In some embodiments, the antibody reagent binds to a tumor associated-antigen. Non-limiting examples of additional tumor antigens, tumor-associated antigens, or other antigen of interest include activated fibroblast marker, CD19, CD37, BCMA (tumor necrosis factor receptor superfamily member 17 (TNFRSF17); NCBI Gene ID: 608; NCBI Ref Seq: NP 001183.2 and mRNA (e.g., NCBI Ref Seq: NM_001192.2)), CEA, immature laminin receptor, TAG-72, HPV E6 and E7, BING-4, calcium-activated chloride channel 2, cyclin B1, 9D7, Ep-CAM, EphA3, 15 her2/neu, telomerase, EGFR, EGFRviii SAP-1, 2lurviving, BAGE family, CAGE family, GAGE family, MAGE family, SAGE family, XAGE family, NY-ESO-1/LAGE-1, PRAME, SSX-2, Melan-NMART-1, gp100/pmel17, tyrosinase, TRP-1/-2, MC1R, BRCA1/2, CDK4, MART-2, p53, Ras, MUC1, TGF-BetaRII, IL-15, IL-13Ra2, and CSF1 R. In some embodiments, the activated fibroblast marker comprises any one of αSMA (ACTA2), fibroblast activation protein (FAP), platelet derived growth factor receptor-α and -β (PDGFRA, PDGFRB), fibroblast specific protein 1 (FSP1/S100A4), endoglin (ENG), transgelin (TAGLN), tenascin C (TNC), periostin (POSTN), chondroitin sulphate proteoglycan 4 or neuron-glial antigen 2 (CSPG4/NG2), podoplanin (PDPN), or osteopontin (SPP1).
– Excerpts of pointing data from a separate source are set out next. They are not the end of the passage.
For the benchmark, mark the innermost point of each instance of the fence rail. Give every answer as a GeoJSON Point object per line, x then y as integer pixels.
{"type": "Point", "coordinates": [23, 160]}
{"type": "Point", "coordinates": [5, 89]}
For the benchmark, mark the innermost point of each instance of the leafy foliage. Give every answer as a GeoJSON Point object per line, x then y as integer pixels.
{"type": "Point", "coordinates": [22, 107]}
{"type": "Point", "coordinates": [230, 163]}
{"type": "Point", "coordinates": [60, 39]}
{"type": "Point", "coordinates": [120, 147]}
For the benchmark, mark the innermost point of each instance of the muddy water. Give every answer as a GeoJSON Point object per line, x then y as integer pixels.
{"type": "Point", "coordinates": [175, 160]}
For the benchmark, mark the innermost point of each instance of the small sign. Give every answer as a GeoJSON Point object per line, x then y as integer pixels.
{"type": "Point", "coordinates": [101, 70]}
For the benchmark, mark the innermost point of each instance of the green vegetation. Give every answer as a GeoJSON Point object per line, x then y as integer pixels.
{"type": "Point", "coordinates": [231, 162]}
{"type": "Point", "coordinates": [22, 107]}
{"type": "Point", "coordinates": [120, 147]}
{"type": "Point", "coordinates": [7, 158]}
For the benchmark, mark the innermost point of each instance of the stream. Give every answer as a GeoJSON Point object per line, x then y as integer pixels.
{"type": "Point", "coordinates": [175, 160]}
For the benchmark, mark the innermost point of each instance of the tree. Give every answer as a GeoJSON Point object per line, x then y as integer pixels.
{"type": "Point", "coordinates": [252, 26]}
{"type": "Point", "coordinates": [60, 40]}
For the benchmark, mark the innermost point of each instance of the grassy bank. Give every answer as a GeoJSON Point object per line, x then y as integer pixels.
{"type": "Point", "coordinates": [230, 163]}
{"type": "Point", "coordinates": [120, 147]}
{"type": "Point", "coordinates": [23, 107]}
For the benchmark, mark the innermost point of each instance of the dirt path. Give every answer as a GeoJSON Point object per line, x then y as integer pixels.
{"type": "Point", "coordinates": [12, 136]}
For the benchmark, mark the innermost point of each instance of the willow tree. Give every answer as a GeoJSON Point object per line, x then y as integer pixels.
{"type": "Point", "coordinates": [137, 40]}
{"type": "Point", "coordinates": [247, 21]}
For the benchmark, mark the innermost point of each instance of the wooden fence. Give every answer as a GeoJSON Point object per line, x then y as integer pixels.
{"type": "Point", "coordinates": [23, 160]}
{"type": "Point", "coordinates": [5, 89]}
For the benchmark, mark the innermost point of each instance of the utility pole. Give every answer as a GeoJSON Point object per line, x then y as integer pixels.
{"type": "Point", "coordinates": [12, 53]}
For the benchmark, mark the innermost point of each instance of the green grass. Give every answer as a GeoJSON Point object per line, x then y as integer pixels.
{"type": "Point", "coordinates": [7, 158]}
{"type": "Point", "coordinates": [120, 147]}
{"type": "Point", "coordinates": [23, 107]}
Each CAR as described herein includes a transmembrane domain, e.g., a hinge/transmembrane domain, which joins the extracellular antigen-binding domain to the intracellular signaling domain. The binding domain of the CAR is optionally followed by one or more “hinge domains,” which plays a role in positioning the antigen binding domain away from the effector cell surface to enable proper cell/cell contact, antigen binding and activation. A CAR optionally includes one or more hinge domains between the binding domain and the transmembrane domain (TM). The hinge domain may be derived either from a natural, synthetic, semi-synthetic, or recombinant source. The hinge domain can include the amino acid sequence of a naturally occurring immunoglobulin hinge region or an altered immunoglobulin hinge region. Illustrative hinge domains suitable for use in the CARs described herein include the hinge region derived from the extracellular regions of type 1 membrane proteins such as CD8 (e.g., CD8alpha), CD4, CD28, 4-1BB, and CD7, which may be wild-type hinge regions from these molecules or may be altered.